Иные… испытывали чувство, что современный мир движется к катастрофе. Больше всего среди них было художников, сознательных поборников эстетической модерности, которая, несмотря на всю неопределенность, принципиально противоположна буржуазной модерности с ее посулами всяческого прогресса, демократии, всеобщего распространения «удобств цивилизации» и т. д. Подобные посулы казались «декадентским» художникам в высшей степени демагогическим уходом от ужасающей реальности, которая заключается в возрастании духовного разобщения и дегуманизации.
Идея модерности, пусть неоднозначная и неустойчивая, активно присутствовала в политической культуре революционной России: с одной стороны, как идеологическая модель с притязанием на гегемонию, с другой стороны, как маркер отличия, амбивалентности и даже сопротивления. Революционный проект создания нового мира и новой личности порождал яркие метафоры и модели, определяя попытки людей понять мир и действовать в нем. Однако вместе с тем подобная риторика приводила – на что жаловались недовольные лидеры большевистской культуры – к ошибочным апроприациям, двусмысленностям и диверсиям. В среде русского рабочего класса подобные отклонения служили знаком инаковости и отклонения, скрывавшимся за фасадом дискурса, который претендовал на статус подлинно «пролетарского» мировоззрения, а также знаком столкновения с неподатливой материальной стороной современных общественных структур и отношений, чему требовалось дать какое-то убедительное осмысление. Не в последнюю очередь отражалась в них и глубокая субъективность вследствие того особенного веса, который придавался сфере чувств, эмоций и воображения.
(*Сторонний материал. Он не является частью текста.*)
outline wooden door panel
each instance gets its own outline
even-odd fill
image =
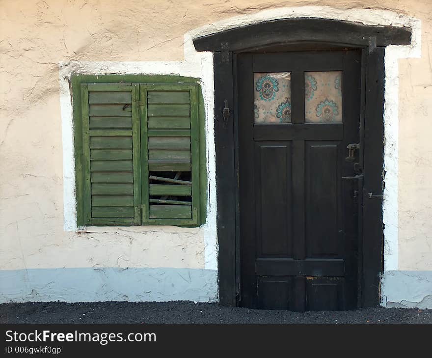
[[[355,307],[359,186],[347,179],[355,172],[353,161],[345,157],[347,146],[360,142],[359,58],[357,51],[238,56],[242,305],[298,311]],[[325,71],[339,72],[325,81],[316,75],[312,87],[322,87],[309,102],[311,122],[305,123],[305,101],[312,98],[305,94],[311,75],[305,72]],[[290,74],[289,84],[278,83],[278,72]],[[261,96],[264,73],[273,87]],[[288,85],[289,97],[268,95]],[[327,88],[341,97],[325,98]],[[291,122],[278,121],[287,108]],[[267,116],[266,123],[255,123],[254,108],[255,118]]]
[[[263,309],[291,309],[293,304],[293,278],[289,276],[258,277],[258,304]]]
[[[293,255],[291,143],[256,143],[258,257]]]
[[[339,311],[344,309],[344,281],[343,277],[307,277],[306,310]]]
[[[307,141],[306,245],[308,258],[336,257],[339,248],[338,147],[336,142]]]

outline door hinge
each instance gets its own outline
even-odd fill
[[[228,119],[229,118],[230,114],[229,108],[228,107],[228,100],[225,100],[224,105],[224,107],[223,108],[223,111],[222,112],[222,116],[223,117],[223,127],[225,128],[228,123]]]
[[[353,162],[355,160],[355,151],[360,149],[360,143],[350,143],[347,146],[348,156],[345,158],[347,162]]]

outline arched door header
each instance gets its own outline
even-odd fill
[[[406,27],[297,18],[266,21],[196,37],[193,44],[197,51],[241,52],[305,41],[353,47],[409,45],[411,37],[411,29]]]

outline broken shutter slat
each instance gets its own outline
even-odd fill
[[[197,89],[195,83],[141,85],[143,222],[198,223]]]

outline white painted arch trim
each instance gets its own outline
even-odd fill
[[[63,154],[64,229],[78,229],[75,195],[73,128],[72,104],[67,79],[72,73],[175,74],[201,79],[206,113],[206,140],[209,174],[208,220],[206,235],[206,269],[217,269],[216,238],[216,162],[213,128],[214,93],[213,57],[210,53],[197,53],[192,39],[199,36],[263,21],[292,18],[316,18],[358,22],[369,25],[407,26],[412,29],[411,44],[387,46],[385,51],[384,93],[384,169],[383,222],[384,268],[398,268],[398,150],[399,69],[398,60],[419,57],[421,55],[421,22],[418,19],[382,9],[342,9],[327,6],[307,6],[271,9],[232,17],[192,30],[185,35],[184,60],[181,61],[61,62],[59,66],[60,105]]]

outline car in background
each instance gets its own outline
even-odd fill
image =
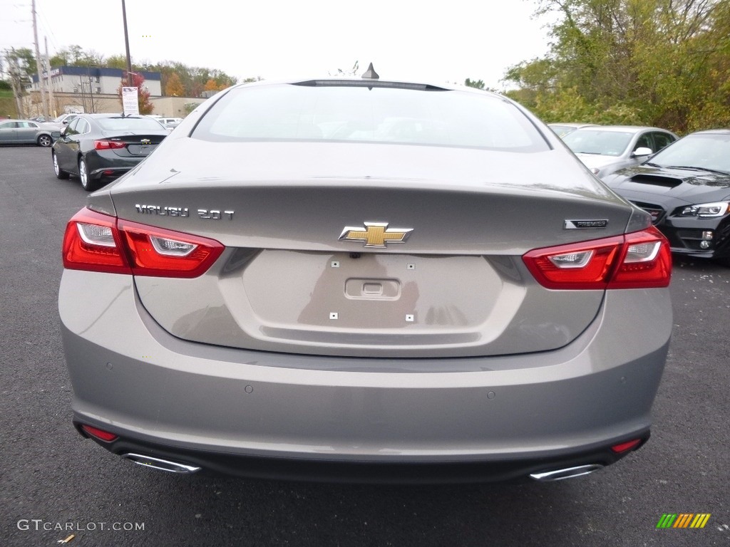
[[[730,129],[687,135],[604,181],[651,214],[672,252],[730,265]]]
[[[37,144],[50,147],[61,135],[55,125],[31,120],[0,120],[0,144]]]
[[[496,94],[229,88],[62,253],[74,423],[148,469],[544,481],[649,438],[666,240]]]
[[[548,123],[548,127],[555,131],[558,136],[563,138],[576,129],[582,129],[584,127],[596,127],[597,125],[596,123],[574,123],[567,122],[565,123]]]
[[[171,131],[177,127],[180,122],[182,121],[181,117],[161,117],[157,118],[157,121],[164,125],[167,129]]]
[[[637,165],[679,137],[672,131],[637,125],[600,125],[577,129],[563,137],[591,172],[602,179]]]
[[[53,123],[56,123],[59,125],[67,125],[70,123],[74,118],[79,115],[79,112],[69,112],[68,114],[62,114],[55,120],[53,120]]]
[[[135,167],[168,134],[145,116],[80,114],[53,144],[53,170],[59,179],[78,176],[91,192]]]

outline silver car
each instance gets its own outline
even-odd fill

Мы привыкли думать, что революционный идеал большевиков покончил с широко распространенной в русских интеллектуальных кругах двойственностью в отношении к городской модерности. Считается, что большевики и их единомышленники, вместо того чтобы смотреть на современный город как на пространство витальное и вместе с тем зловещее, где в лучшем случае переплетаются добродетель и порок, творческий дух и пошлость, пробуждение к сознательной жизни и отчуждение, как на амбивалентный символ надежды и угрозы, полностью приняли концепцию «высокой модерности», в которой город, фабрика и машина превозносятся как лоно и душа нового общества, а возможность разумной организации мира и социального переустройства считается ничем не ограниченной. Капиталистическая фабрика и город, несмотря на все их ужасы (а в диалектическом плане благодаря им), восхвалялись как арена технического прогресса и героической классовой борьбы, которая увенчается революционным рывком вперед. Грядущая коммунистическая цивилизация представлялась апофеозом урбанизированной, технологически мощной, культурно развитой модерности. Метрополис – по сути, «космополис», «универсальный город», – становится воображаемым ландшафтом коммунизма. Городами, фабриками, машинами восхищались как практическим средством преодоления отчаянной экономической отсталости России и последствий недавнего поражения в войне, как культурными средствами распространения современного чувствования, как наглядными поучительными указателями целей, к которым должны стремиться граждане. Представление о том, что подобная преданность большевиков идеалу модерности была единодушной, является стереотипом. На самом деле после 1917 года с революцией и коммунизмом отождествлялись самые разные видения модерности. Даже у большевиков отношение к модерности не было монолитным, не говоря о других партийных группировках, да и не могло быть таковым в хаосе первых послереволюционных лет. Тем более нельзя обойти стороной и тревогу, которую многие большевики испытывали по поводу реальных обстоятельств – материальных, социальных, моральных – современной жизни. Хотя представление, что принятие современного города и фабрики большевиками было единодушным, является грубым стереотипом, все же именно такое видение обладало огромным политическим авторитетом в Советской России.